A Situation Analysis
by Laine Berman
AIDS in Indonesia is fed by a wide range of human rights abuses from sexual violence, the marginalization of sex workers and intravenous drug users, lack of education services, lack of access to testing and counselling, and specifically the violation of children’s right to protection, education, and information on HIV transmission and prevention. Among prison populations, HIV has risen drastically because of lack of access to condoms, and harm reduction measures for drug users. Prisoners eventually go home and infect their wives and girlfriends. Human rights violations are multiplied again via the stigma toward high risk persons, which further marginalizes them and exiles those who most need information, prevention services, and treatment. Then, there are the partners of ‘high-risk’ groups, who become infected with HIV/AIDS and are then branded as belonging to one of these stigmatized groups.
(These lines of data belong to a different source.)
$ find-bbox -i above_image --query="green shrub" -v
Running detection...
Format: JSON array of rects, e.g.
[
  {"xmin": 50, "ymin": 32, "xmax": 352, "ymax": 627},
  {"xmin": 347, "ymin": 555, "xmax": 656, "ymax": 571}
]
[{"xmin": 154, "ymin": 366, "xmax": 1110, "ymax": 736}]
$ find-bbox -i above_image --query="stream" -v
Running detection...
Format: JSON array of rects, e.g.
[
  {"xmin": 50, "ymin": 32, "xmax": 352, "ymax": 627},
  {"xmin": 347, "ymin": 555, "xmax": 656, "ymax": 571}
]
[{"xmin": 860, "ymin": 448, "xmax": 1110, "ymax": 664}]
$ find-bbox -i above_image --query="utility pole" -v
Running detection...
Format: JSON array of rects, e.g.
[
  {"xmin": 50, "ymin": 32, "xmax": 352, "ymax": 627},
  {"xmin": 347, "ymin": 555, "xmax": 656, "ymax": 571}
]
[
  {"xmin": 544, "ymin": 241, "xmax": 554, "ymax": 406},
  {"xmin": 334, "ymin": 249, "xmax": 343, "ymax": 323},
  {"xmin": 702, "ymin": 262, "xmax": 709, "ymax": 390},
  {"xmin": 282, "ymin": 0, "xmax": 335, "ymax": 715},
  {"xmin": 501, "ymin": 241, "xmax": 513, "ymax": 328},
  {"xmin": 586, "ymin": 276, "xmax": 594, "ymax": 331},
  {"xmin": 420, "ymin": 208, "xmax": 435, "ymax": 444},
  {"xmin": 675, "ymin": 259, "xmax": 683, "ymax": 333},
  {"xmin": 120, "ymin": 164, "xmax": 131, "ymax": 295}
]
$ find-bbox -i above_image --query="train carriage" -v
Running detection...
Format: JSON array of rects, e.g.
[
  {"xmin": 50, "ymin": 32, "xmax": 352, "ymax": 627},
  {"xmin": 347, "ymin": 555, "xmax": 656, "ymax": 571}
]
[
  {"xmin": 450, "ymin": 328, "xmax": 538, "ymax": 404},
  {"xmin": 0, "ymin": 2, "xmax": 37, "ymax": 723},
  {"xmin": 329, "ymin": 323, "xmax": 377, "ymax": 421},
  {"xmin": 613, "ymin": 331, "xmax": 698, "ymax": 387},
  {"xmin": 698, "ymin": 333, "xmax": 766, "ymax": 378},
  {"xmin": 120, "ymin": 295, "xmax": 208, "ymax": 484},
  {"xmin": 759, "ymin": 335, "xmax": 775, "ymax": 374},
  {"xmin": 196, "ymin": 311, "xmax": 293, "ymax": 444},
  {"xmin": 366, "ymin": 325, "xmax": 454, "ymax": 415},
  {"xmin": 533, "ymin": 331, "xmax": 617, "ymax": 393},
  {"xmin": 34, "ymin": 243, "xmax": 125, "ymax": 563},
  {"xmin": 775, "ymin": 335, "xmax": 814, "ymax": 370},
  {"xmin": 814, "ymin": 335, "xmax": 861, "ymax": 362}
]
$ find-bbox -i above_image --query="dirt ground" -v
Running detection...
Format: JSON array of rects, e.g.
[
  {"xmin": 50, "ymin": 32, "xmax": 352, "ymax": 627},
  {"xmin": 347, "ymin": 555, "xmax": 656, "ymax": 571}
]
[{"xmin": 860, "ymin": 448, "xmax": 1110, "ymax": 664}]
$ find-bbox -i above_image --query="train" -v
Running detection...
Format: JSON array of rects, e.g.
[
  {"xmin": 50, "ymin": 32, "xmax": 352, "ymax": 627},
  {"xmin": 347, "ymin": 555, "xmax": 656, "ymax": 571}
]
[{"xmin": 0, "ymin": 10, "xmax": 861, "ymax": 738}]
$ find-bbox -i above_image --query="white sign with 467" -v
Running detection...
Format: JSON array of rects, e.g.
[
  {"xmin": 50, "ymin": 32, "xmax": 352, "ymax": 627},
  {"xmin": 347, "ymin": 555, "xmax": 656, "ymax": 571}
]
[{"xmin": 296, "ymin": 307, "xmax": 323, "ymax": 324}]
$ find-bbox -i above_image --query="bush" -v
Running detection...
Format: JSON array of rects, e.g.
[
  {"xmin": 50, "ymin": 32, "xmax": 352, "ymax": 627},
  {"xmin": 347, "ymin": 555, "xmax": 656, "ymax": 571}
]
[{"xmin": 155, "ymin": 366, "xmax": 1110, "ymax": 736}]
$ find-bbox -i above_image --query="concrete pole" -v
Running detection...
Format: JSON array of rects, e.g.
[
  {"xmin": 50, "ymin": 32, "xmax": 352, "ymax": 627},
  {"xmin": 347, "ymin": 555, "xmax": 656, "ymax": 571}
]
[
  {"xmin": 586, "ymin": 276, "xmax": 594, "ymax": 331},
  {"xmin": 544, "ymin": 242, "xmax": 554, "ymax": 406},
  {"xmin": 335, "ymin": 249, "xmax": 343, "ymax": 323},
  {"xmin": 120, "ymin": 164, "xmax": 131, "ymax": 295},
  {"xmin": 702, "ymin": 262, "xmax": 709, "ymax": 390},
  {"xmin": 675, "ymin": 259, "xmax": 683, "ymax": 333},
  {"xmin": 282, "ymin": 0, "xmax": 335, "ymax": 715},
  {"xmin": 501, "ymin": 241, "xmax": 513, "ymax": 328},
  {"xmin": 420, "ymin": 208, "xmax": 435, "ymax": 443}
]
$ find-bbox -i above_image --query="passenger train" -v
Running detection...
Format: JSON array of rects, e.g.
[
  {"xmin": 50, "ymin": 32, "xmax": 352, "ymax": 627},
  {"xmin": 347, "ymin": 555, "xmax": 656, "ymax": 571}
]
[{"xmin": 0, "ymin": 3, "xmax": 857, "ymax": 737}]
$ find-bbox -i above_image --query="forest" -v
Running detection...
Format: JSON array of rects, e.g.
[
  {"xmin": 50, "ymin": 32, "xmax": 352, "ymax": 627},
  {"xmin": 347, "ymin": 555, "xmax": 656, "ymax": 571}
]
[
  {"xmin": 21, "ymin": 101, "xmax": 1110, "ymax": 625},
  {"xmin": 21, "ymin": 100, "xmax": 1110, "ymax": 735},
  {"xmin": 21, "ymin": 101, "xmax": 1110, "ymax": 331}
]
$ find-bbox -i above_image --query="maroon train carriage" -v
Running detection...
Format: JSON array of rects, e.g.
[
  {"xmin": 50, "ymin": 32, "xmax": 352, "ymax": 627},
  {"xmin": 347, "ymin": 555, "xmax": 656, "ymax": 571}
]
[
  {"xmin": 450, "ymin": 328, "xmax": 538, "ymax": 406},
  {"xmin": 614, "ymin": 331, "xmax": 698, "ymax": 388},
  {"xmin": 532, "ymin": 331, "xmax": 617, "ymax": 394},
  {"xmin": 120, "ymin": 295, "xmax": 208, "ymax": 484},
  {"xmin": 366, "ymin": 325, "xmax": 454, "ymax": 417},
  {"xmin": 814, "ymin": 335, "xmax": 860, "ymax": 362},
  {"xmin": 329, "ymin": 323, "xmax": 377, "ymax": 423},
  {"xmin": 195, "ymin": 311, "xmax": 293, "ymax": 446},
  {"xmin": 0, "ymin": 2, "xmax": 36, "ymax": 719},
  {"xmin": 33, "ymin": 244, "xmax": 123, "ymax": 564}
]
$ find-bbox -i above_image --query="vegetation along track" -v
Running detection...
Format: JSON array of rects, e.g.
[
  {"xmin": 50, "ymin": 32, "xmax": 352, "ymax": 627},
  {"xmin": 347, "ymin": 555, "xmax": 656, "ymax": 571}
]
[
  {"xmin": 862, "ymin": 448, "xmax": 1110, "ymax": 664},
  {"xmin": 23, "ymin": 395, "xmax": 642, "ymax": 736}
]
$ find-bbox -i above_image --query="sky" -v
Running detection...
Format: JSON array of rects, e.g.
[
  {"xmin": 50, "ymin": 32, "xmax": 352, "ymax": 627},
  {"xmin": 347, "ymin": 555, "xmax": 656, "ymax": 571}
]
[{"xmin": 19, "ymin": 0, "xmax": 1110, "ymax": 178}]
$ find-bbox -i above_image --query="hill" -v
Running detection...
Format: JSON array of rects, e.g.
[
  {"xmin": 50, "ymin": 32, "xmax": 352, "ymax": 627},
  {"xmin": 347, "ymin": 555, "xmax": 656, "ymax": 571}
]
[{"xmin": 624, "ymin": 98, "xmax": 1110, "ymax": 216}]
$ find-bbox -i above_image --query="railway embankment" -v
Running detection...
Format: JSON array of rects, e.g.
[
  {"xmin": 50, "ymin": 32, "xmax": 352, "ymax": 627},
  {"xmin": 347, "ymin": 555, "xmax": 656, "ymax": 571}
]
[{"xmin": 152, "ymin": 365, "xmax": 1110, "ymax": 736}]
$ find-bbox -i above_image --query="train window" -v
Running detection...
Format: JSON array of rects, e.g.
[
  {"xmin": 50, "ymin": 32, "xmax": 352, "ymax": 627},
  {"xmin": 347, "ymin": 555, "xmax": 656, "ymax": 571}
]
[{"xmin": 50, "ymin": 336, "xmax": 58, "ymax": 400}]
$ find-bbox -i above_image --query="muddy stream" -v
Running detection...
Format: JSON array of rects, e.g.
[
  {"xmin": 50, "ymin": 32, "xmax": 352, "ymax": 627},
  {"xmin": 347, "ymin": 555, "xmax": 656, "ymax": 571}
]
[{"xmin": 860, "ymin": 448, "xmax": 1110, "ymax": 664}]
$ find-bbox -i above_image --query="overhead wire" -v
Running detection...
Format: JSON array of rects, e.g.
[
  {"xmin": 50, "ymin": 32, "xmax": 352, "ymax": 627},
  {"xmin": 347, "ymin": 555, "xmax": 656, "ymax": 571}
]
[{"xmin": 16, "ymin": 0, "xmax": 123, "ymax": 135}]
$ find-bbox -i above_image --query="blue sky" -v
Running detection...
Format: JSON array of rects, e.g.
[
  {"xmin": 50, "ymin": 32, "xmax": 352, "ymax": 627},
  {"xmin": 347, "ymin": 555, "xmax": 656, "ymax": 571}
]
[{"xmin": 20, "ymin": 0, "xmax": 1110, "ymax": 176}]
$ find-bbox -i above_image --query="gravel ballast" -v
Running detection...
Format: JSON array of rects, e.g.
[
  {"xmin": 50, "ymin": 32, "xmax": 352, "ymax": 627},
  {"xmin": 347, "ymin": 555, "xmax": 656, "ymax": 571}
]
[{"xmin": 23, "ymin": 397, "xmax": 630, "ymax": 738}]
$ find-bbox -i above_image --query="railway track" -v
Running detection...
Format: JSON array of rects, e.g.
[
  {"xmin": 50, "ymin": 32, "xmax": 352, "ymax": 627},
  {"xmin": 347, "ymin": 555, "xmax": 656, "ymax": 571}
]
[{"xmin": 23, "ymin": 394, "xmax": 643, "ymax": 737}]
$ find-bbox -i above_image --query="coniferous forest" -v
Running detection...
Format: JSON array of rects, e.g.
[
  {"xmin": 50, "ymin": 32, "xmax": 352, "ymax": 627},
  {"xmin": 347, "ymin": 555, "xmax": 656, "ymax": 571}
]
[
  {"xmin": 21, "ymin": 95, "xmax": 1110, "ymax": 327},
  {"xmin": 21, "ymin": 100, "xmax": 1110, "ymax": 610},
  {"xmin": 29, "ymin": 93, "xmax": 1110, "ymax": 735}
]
Research on AIDS in Indonesia (as elsewhere) is an investigation into multiple levels of rights violations, including silence, violence, rejection, fear, abandonment, social inequality, lack of privacy, poverty, ignorance, religious dogma, corruption, and the domination of international agendas. But it is also a vehicle for progress and change, focusing on building and strengthening protective measures and advocacy, legal and cultural protections for children, families, communities, and persons affected by or at risk of HIV/AIDS. The regulations, the funds, the networks, and the support are already in place. Real consolidated action must follow.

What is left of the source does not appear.